Per il piacere degli occhi, però, è a disposizione una collana in diamanti e tormalina del valore di 1,2 milioni e, per fantasticare ancora di più, si trova in esposizione un anello con diamante rosa del valore di 15 milioni. «Utilizziamo pietre naturali», spiega Gerhard Steiner, «a partire dai diamanti per arrivare alle perle. Non vendiamo solo ai russi: anche in Italia abbiamo diversi clienti. A Milano, ad esempio, abbiamo venduto recentemente un diamante da 12,5 carati, ma anche a Roma e in Sardegna sono stati venduti gioielli importanti».
Proseguendo il tour, si arriva ad altri due stand di massimo splendore, quello della gioielleria piemontese Crivelli, dove i diamanti vanno a comporre bracciali e collier di rara bellezza, e quello della milanese Gorgoglione.
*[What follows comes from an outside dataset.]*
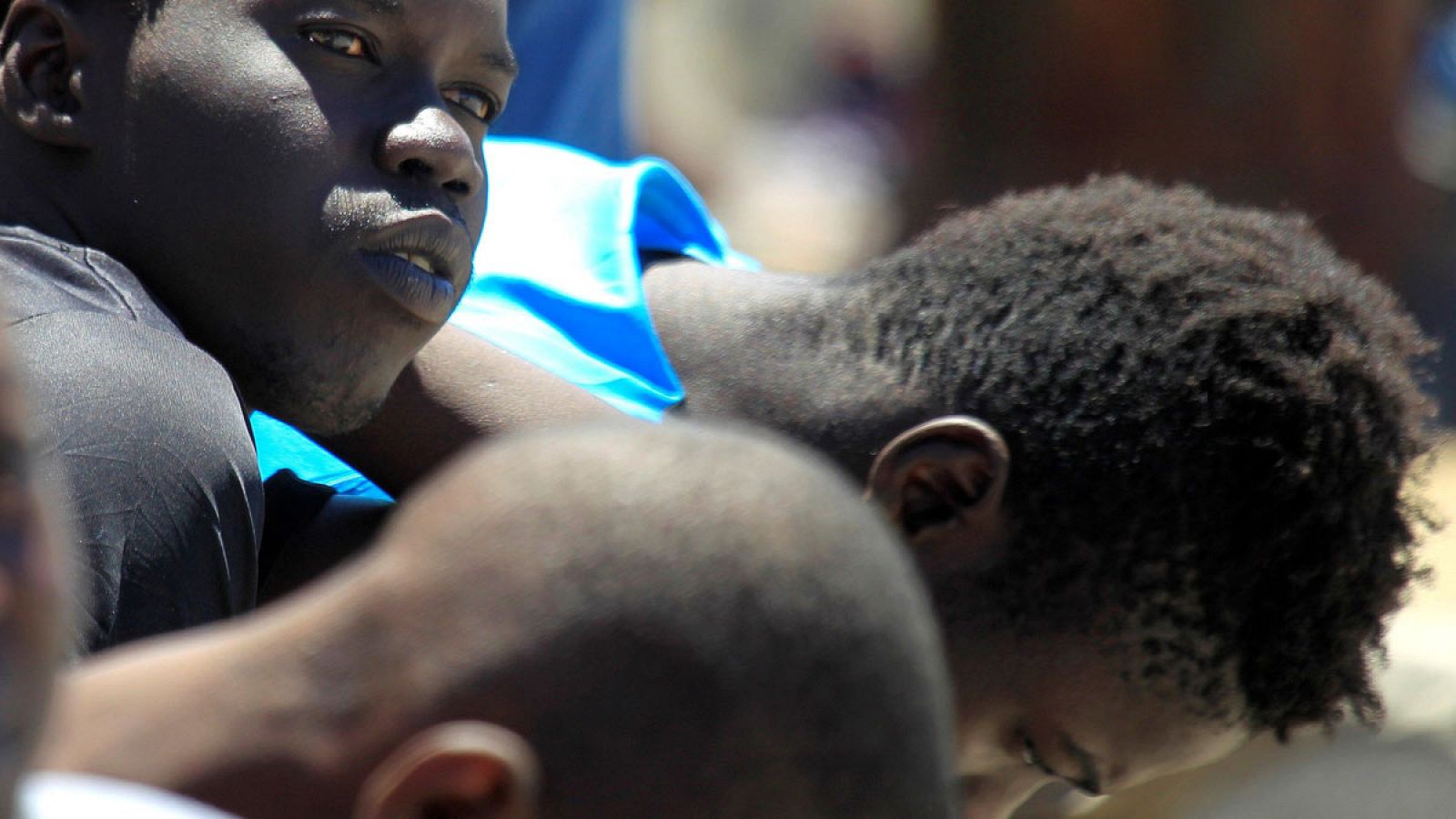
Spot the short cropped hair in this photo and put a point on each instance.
(683, 615)
(1210, 414)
Qui è il multicolore pastello a farla da padrone, con collane realizzate con pietre preziose diverse, dall’acquamarina alla tormalina, fino ai topazi.
I numeri del settore
Oltre ad essere un viaggio inusuale per i visitatori non addetti al settore, Vicenzaoro sarà il teatro del business generato dall’incontro tra l’offerta rappresentata dai brand e la domanda che i buyer ospitati dal programma di incoming di Maeci e Ice Agenzia, insieme alla visitazione spontanea, genereranno per il made in Italy e per la componente estera degli espositori, che ha raggiunto il 45 per cento dell’offerta.
Dei 910 buyer ospitati, l’80% deriva dalla partnership tra Italian Exhibition Group (IEG) con il ministero degli Affari esteri e della Cooperazione internazionale e ICE Agenzia (+33% rispetto a settembre 2025). Gli Stati Uniti guidano la classifica delle delegazioni ospitate, seguiti da Regno Unito, Emirati Arabi Uniti e Arabia Saudita a pari merito, per finire con Cina e Spagna.
Il rapporto con i Paesi stranieri è fondamentale, specie in questo momento complesso: il settore orafo italiano ha chiuso con un calo dell’export vicino al 19% e, da gennaio a maggio del 2026, questa tendenza risulta essere un po’ rallentata, con una contrazione del 13% diversificata a seconda dei mercati.
Le tensioni geopolitiche
I dati di Federorafi Confindustria registrano un calo nei Paesi del Golfo, dove le tensioni geopolitiche hanno contato molto (-29%) e un’inversione completa della Turchia (-90%). Segnali positivi arrivano, però, dagli Usa, nonostante i dazi, dove si è tornati a crescere attorno al 22%, così come sta accadendo in Svizzera, Francia e Irlanda.